The approval stemmed from the outcomes of two small-scale clinical trials conducted within India, involving 64 individuals diagnosed with advanced lymphoma or leukaemia. Results presented in December 2023 at the American Society of Hematology meeting revealed that 67% of patients (36 out of 53) in the combined trials experienced a significant reduction in cancer severity (objective response), with half of them achieving complete remission.
Out of the 53 participants, none experienced the neurological side effects commonly associated with CAR T-cell therapies approved in the United States. Additionally, only a small fraction (5%) encountered severe immune-related side effects.

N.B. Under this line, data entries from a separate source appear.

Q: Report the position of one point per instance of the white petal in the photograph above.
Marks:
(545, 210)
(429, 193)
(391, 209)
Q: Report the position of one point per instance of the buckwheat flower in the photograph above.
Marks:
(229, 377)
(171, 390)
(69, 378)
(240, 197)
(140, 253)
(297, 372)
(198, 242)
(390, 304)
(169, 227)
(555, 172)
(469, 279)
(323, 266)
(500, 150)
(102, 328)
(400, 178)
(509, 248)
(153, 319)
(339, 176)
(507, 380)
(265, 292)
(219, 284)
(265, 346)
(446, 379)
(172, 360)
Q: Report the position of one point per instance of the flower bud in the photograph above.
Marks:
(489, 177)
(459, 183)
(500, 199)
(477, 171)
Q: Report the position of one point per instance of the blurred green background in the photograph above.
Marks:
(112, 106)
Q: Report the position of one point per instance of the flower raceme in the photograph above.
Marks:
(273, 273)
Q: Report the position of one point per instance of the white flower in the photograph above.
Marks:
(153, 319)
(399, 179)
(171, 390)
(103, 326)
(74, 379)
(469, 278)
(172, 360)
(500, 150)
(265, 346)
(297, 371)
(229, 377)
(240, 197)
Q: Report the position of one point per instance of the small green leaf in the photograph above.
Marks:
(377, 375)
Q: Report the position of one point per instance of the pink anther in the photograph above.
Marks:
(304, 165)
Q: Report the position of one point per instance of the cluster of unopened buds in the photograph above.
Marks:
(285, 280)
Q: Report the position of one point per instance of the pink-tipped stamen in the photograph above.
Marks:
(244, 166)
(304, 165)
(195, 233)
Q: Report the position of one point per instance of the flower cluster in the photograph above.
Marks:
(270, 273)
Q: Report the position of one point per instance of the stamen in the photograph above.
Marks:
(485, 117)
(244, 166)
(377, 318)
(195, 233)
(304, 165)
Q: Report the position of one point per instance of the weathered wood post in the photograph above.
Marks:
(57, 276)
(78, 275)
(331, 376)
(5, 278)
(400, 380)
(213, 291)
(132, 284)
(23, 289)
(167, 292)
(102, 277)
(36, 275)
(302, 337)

According to Narula, CAR-T is presently approved for the treatment of B-cell lymphomas and leukaemia. “Right now, CAR-T is proven efficient in treating B-cell malignancies. However, in the coming years, it could be used for the treatment of solid tumours, neuroblastoma and other type of blood cancers.”
“Also, we need to understand why there are some patients who do not respond to the therapy,” he said, adding that while currently the therapy has not demonstrated significant side effects, going forward, insight into its long-term effects shall be gained.
CAR-T therapy offers a ray of hope to individuals like Ishwari and those who may have lost hope for survival. In the years ahead, it has the potential to aid the global fight against the devastating disease known as cancer.